The essay talks about how Prof. Schwartz used Claude to write this paper, and he states that the AI tool functions roughly like a 2nd year grad student (one who also doesn't get tired or complain, but does need close checking and supervision). The claim is that with this approach to doing calculations and writing papers, he was able to come out with a piece of work that would've taken literally ten times longer if done by working with a human student. Note that he's not exactly unbiased, and he concludes his essay (on anthropic's site) saying you should spend the $20/month Claude subscription fee and it will change your life.
There is no doubt that AI tools can speed up certain kinds of work, and there is a every hope that applying this in science will lead to increased pace of progress. That said, right now these tools are (unsurprisingly) best at working in areas that are well-known and explored - one of my colleagues has tried applying these to really underexplored higher dimensional problems, and they're much less effective there. The essay's claim that "LLMs are profoundly creative" is provocative. There is also no discussion here about the cost of these tools, in financial, energy, and environmental terms.

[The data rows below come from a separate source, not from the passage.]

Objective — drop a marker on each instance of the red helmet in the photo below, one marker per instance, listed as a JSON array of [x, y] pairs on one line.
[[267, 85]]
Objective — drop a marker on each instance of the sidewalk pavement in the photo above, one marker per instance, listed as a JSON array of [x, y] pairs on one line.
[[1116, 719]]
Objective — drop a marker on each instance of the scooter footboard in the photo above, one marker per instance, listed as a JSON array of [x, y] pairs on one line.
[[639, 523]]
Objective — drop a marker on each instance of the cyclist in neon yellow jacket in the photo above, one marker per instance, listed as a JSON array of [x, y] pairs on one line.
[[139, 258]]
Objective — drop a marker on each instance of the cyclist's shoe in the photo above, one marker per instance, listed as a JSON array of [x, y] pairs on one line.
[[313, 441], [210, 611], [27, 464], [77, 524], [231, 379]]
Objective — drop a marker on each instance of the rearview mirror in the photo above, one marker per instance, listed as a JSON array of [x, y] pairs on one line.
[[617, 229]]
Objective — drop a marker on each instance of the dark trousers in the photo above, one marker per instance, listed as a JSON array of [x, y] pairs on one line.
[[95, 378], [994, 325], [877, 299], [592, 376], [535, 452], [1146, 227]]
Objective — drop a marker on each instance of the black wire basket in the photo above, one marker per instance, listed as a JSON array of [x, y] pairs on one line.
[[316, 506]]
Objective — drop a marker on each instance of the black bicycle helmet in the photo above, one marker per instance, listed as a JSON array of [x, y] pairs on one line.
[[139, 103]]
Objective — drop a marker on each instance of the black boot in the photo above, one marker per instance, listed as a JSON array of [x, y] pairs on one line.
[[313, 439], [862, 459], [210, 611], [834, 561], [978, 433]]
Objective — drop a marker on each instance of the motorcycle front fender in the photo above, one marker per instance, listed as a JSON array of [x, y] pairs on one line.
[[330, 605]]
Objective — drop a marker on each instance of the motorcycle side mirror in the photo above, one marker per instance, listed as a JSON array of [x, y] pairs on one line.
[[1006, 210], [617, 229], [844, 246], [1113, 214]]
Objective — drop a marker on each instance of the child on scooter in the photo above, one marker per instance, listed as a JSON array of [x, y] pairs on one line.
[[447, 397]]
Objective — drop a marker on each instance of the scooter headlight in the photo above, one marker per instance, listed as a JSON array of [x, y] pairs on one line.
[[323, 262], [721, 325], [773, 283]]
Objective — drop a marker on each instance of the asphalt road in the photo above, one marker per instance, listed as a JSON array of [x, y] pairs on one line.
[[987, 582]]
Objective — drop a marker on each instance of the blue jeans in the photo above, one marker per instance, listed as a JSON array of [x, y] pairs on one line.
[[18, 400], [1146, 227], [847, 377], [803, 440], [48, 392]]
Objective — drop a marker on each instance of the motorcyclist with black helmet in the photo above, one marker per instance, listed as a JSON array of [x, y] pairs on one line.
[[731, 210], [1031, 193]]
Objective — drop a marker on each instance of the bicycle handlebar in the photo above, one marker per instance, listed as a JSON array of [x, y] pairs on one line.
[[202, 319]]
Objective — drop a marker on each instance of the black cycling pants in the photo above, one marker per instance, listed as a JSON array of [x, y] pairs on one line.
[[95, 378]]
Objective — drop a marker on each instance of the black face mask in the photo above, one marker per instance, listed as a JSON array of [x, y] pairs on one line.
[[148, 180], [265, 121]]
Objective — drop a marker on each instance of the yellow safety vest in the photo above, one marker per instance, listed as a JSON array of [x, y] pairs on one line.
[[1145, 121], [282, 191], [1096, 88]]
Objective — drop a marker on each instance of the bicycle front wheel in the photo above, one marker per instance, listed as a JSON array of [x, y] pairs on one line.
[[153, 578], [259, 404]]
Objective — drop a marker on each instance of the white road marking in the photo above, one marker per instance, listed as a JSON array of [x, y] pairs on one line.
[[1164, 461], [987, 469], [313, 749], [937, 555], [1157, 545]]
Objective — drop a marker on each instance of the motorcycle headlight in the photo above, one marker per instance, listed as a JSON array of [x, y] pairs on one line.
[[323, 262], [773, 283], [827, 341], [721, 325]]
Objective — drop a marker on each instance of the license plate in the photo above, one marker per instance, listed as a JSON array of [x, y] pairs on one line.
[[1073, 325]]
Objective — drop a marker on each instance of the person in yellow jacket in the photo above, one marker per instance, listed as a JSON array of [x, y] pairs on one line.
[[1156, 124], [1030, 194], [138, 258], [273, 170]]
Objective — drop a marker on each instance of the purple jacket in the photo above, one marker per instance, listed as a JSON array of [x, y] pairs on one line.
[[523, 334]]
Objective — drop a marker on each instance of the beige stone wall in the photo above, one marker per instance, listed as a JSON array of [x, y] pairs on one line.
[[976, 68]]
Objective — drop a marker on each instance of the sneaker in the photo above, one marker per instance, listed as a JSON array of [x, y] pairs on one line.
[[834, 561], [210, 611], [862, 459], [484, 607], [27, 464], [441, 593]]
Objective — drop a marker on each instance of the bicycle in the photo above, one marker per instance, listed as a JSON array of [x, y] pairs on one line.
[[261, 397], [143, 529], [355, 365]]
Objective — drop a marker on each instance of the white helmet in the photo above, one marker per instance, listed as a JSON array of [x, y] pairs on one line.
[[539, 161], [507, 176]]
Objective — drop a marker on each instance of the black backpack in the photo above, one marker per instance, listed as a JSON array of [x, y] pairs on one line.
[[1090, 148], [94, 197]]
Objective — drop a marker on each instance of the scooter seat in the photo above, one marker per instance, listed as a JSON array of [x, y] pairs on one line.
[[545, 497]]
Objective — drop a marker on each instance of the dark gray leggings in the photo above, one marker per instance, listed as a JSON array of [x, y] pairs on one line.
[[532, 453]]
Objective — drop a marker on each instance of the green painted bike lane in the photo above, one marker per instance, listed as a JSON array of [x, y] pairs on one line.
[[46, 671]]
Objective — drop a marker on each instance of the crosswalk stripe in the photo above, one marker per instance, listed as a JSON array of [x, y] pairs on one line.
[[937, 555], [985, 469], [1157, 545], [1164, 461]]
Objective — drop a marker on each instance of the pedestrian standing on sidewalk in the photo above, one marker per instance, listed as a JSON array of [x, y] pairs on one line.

Still, Schwartz raises many questions about the future of the field and graduate education in general. (His paragraph about how human beings will still be needed in science for getting experimental data, at least for a while, is really something.) University research is not just about answering scholarly questions; it's about educating people. Maybe some faculty will revel in writing papers without that kind of interaction, but somehow I don't think we're quite at the stage yet where we don't need to worry anymore about training experts in technical fields. I do agree that it's good advice for everyone to pay close attention to where these capabilities are going. We certainly live in interesting times.